So how do you become an accredited investor? Well here is my certificate from the securities and exchange commission that I got after I took the exam. Hahaha just kidding, there is no exam, no certificate and no organization that will say, right, you sir are now an accredited investor. But there are requirements you need to fulfill, basically it’s all about the money.

So in this video we are going to take a look at how rich you have to be to become an accredited investor.

So here is what the securities act of 1933 says about who is an accredited investor:

A natural person with income exceeding $200,000 in each of the two most recent years or joint income with a spouse exceeding $300,000 for those years and a reasonable expectation of the same income level in the current year.

A natural person who has an individual net worth, or joint net worth with the person’s spouse, that exceeds $1 million at the time of the purchase, excluding the value of the primary residence of such person.2

Now in the past the primary residence was included in that calculation, but after the Dodd Frank act in 2010, the primary residence was excluded. I think this probably excluded a lot of people because many people store the majority of their net worth in their primary residence.

In addition to these requirements if you work for some private fund, so called “knowledgeable employees” of that fund will be considered accredited investors in relation to that fund.

So if you qualify, how do you prove that you are indeed an accredited investor? Because like we mentioned there is no governing body that will issue you a certificate or accredited investor badge.
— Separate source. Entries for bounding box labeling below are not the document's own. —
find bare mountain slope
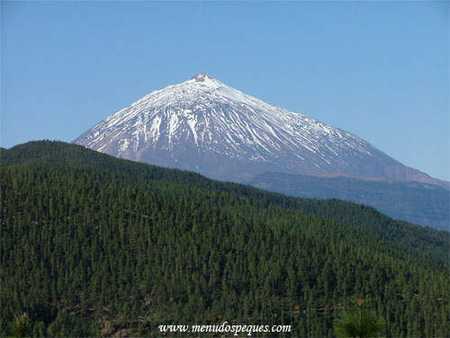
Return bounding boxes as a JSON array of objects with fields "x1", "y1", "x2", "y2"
[{"x1": 74, "y1": 74, "x2": 446, "y2": 185}]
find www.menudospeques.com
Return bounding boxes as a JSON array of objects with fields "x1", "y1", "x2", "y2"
[{"x1": 158, "y1": 321, "x2": 291, "y2": 336}]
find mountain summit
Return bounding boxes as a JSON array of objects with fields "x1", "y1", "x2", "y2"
[{"x1": 74, "y1": 73, "x2": 441, "y2": 184}]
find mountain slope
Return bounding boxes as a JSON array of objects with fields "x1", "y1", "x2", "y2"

Well what happens is that when you inquire to a particular fund or company about investing in them, they have to give you a questionnaire which you fill out to confirm your accredited status, and you will probably have to back that up by attaching copies of financial statements, W2 if you based your status off annual income, and they may also check your credit reports to see your level of debt.

So basically the status of accredited investor is available to people who have a lot of money. With the goal of protecting people who don’t have money to lose from risky investments, because remember these kinds of investments, especially investing in start ups are very risky, 9 out of 10 start ups fail. People who do this kind investing will spread their risk they might give money to 10 companies and only one takes off, but they get a 10,000% return or more. So y until that happens, you have to be ready to lose money.